Article by Paulien Lemay
How can deep learning help media makers create content tailored to the reader's preferences? In NewsTAPAS, a project on the personalisation of news, we discovered the need for strengthening automatic capabilities to better summarize articles. Therefore, we started working with Natural Language Processing (NLP) and compared recurrent neural networks (RNN), long short-term memory (LTSM), Transformers and their applications within media. In this article, we compile some insights and recommendations.
1. Recurrent neural networks (RNN)
Consider the following sentence.
Jef is thirsty, so he orders a beer.
When you read “he orders a beer”, you remember that he is doing that because he is thirsty. You read it that way. If we want a neural network to learn about logical correlations in language, we want it to remember the first part of the sentence when it is reading the second part.
A language model needs to remember context. While the network is training, it will constantly correct itself. Maybe the first time, it will run its calculations and predict that Jef will order a coffee, a banana or even a refrigerator. When it realizes it is wrong, it will tweak the previous blocks, so that next time, it’s more likely to predict “beer” instead.
For each word, compare the predicted outcome with the actual outcome.
But what if we change the text like this?
Jef and his friends went for a long bike ride. The sun was shining and there was little wind, so it was a perfect day to set some new records. Now they are thirsty, so they order beers.
An RNN is not very good at remembering things we talked about a long time ago. So when we are talking about “they”, it might not remember any context.
Metaphorically speaking, we could tell the two final blocks (“they” and “are”) that grammatical subjects are important. They will pass this information via the previous blocks all the way back to the start, so that every block in the chain learns that it cannot discard subject-related information. However, in this process, two things can happen.
Vanishing gradient: For every step backwards, the algorithm can forget some information. By the time we are all the way back at the start of this text, the algorithm might no longer remember that subjects matter. This means that at a certain point, the RNN just stops learning.
Exploding gradient: For every step backwards, the algorithm might pay more attention to the importance of the error it made. By the time we get to the start of the text, the algorithm might be overreacting.

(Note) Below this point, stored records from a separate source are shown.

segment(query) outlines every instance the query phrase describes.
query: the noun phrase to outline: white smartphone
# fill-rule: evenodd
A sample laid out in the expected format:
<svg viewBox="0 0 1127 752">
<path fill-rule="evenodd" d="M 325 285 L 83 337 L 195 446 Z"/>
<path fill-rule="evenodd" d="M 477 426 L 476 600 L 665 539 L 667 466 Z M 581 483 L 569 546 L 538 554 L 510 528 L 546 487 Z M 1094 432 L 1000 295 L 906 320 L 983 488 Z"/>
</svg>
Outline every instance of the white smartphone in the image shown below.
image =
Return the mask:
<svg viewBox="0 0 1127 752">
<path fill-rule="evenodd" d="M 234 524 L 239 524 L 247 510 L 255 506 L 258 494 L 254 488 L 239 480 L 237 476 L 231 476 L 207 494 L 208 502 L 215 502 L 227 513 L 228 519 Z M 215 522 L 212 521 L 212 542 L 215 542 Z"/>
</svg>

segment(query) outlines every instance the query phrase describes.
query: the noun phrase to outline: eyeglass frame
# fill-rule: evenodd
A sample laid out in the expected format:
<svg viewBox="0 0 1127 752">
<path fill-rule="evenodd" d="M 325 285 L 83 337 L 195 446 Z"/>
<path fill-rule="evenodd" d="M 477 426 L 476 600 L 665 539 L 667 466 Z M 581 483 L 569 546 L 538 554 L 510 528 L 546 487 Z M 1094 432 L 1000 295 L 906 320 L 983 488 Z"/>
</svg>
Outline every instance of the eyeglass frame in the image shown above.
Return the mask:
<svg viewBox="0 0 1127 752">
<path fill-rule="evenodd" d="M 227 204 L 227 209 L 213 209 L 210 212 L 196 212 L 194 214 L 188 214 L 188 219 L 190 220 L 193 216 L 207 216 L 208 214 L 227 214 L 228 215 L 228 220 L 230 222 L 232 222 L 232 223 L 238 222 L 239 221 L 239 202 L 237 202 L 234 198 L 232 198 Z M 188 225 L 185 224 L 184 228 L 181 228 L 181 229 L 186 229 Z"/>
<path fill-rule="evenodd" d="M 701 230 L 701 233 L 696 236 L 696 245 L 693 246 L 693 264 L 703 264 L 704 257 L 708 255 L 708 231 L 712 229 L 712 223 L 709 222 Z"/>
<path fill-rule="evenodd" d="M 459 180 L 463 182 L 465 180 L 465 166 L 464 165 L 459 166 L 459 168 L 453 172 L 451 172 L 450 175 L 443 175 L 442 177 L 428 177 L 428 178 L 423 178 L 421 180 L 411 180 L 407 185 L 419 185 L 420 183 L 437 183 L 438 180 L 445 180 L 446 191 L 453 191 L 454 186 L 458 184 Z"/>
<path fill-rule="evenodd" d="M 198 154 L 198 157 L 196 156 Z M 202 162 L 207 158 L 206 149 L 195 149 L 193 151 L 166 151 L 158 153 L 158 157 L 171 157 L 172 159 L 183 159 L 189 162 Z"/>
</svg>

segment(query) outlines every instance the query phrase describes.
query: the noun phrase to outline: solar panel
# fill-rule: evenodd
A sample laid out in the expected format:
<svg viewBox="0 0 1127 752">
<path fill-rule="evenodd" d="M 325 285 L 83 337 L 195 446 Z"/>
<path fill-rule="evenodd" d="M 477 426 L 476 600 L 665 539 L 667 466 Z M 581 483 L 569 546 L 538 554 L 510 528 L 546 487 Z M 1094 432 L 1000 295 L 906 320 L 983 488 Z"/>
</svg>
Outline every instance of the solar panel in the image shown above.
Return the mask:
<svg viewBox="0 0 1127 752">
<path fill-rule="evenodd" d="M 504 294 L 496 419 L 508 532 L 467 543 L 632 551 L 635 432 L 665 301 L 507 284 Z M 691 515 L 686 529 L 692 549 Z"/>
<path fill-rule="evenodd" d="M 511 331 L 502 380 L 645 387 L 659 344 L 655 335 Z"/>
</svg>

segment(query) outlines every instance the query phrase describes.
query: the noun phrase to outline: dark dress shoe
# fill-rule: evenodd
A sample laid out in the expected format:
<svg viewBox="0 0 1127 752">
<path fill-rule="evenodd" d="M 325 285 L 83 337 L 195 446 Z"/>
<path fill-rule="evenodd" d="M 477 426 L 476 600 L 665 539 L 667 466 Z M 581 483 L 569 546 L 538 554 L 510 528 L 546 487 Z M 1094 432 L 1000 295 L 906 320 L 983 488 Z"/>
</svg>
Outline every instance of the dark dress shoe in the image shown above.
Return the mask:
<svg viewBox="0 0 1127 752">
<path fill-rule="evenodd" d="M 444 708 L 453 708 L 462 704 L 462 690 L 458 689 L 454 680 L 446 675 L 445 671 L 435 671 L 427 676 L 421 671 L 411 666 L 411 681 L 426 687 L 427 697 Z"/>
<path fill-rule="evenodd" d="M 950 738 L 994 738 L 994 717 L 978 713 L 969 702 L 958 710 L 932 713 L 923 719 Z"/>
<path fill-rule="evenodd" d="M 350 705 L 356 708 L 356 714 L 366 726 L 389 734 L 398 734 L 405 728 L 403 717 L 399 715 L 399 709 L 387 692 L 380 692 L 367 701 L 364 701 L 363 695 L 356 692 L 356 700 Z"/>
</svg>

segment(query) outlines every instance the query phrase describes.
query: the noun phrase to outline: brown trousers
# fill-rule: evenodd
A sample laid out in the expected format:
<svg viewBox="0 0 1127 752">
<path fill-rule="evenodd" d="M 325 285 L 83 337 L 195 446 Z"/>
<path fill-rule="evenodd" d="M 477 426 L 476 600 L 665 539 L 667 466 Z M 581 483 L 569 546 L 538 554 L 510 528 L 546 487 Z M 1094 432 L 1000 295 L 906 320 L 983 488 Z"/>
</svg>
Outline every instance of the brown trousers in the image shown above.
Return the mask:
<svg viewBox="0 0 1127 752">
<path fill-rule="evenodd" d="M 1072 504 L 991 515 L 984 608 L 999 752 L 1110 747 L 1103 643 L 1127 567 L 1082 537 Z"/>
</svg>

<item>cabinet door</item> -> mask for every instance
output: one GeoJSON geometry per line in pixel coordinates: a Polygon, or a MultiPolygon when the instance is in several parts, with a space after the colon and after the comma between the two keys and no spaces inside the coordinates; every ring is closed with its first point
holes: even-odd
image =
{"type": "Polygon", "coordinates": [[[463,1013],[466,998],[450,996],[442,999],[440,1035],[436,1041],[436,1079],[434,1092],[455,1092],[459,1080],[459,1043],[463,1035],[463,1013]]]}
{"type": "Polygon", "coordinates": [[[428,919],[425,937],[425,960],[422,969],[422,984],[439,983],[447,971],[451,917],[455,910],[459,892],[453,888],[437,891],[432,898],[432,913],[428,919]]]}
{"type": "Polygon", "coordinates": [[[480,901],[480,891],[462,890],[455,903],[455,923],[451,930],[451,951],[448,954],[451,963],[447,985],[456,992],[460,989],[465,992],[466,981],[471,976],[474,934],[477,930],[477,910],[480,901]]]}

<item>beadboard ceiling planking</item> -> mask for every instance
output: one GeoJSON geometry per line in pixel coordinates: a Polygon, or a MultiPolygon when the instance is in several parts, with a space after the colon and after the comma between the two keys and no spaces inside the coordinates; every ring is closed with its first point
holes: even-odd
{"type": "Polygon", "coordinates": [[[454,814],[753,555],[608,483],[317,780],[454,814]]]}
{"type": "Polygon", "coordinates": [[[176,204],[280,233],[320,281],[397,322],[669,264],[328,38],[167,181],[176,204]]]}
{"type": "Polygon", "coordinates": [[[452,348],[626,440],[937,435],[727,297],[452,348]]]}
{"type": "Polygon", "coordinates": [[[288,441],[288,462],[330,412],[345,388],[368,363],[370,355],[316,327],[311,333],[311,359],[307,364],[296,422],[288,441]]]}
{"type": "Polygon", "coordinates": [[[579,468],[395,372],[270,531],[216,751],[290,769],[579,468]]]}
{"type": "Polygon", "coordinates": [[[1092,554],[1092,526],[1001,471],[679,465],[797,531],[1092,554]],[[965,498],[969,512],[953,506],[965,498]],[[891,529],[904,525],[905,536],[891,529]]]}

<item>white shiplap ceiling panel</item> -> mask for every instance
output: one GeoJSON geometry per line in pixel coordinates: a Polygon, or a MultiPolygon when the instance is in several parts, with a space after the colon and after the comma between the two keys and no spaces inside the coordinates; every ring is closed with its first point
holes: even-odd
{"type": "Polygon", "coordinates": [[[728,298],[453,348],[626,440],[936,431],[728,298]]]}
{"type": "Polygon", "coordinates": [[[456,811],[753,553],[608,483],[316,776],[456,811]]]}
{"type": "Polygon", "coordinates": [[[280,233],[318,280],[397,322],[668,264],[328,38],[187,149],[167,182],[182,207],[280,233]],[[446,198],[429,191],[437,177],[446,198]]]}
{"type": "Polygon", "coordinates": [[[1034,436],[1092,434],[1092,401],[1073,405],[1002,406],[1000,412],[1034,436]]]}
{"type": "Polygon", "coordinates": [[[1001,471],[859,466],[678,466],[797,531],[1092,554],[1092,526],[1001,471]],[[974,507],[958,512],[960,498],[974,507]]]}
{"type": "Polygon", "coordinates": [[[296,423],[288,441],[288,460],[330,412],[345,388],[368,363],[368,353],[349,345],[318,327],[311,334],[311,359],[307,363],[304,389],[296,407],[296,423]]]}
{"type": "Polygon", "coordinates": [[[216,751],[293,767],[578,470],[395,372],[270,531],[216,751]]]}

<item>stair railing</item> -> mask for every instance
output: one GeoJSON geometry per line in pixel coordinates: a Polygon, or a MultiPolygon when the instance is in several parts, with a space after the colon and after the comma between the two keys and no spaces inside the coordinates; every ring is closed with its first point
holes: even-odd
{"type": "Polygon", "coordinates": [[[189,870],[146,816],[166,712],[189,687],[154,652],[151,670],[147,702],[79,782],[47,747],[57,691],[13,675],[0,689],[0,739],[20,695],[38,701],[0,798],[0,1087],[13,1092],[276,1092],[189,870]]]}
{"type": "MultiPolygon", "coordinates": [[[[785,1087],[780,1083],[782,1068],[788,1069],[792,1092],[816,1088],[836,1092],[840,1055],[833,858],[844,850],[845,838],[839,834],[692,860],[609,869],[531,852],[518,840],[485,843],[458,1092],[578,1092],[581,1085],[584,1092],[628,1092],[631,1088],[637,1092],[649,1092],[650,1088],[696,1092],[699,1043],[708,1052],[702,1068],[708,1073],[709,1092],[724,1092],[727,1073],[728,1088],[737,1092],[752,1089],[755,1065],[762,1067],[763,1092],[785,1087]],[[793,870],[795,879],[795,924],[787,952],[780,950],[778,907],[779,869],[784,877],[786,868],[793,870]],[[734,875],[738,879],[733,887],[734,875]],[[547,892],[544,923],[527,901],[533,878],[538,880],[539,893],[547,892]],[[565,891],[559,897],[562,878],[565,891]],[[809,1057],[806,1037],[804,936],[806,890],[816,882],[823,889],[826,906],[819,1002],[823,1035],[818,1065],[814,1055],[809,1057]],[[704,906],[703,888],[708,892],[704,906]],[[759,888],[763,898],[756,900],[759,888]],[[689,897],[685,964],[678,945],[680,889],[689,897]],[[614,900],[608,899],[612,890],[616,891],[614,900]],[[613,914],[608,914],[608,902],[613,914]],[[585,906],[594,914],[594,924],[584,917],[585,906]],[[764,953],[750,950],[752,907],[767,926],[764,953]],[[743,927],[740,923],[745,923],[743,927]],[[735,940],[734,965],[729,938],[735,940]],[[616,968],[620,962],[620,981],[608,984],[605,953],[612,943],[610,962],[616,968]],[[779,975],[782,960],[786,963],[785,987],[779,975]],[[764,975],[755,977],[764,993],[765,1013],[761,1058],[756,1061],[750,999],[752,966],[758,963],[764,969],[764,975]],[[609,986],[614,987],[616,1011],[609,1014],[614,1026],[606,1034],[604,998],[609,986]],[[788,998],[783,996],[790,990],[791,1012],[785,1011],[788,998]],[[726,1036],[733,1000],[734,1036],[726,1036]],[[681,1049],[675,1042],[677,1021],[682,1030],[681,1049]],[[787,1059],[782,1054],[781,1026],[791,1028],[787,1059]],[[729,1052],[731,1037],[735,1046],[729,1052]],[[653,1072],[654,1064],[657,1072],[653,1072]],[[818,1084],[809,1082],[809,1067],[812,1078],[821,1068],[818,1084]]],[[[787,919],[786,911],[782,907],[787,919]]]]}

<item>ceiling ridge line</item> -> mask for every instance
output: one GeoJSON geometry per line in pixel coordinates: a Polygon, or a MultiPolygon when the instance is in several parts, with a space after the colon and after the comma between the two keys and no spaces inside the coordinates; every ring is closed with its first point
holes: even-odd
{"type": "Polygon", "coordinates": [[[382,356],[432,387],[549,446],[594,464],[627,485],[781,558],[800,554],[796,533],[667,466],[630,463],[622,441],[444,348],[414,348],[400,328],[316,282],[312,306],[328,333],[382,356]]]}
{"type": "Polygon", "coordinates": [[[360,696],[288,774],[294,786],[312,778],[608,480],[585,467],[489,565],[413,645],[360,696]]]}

2. Long short-term memory (LSTM)
An LSTM selects which information should be kept. LSTMs are RNNs that have some sort of memory. For every step it takes, the network will decide what is important to keep in mind. So when a cell receives “long” from the previous cell and “bike”as a new word, it has to decide if it wants to keep both, forget one, or if it can forget about other things it has in its memory. This way, an LSTM is better than a regular RNN when it comes to remembering larger context.
3. Seq2Seq architecture
When we train an LSTM or an RNN, we (try to) end up with a model that knows about context. It knows how likely words can appear together.
However, we can do more by chaining two LSTM/RNN networks together. Say, for example, translation. We can feed everything our first LSTM (the encoder ) has learned, to a second LSTM (the decoder ). In between, we add a tag that marks the change in language. This way, just like the model knows that “Jef” is likely to be followed by “beers”, it will know that “Jef and his friends… beers” + <FRENCH MARKER>, is likely to be followed by “Jef et ses amis…”.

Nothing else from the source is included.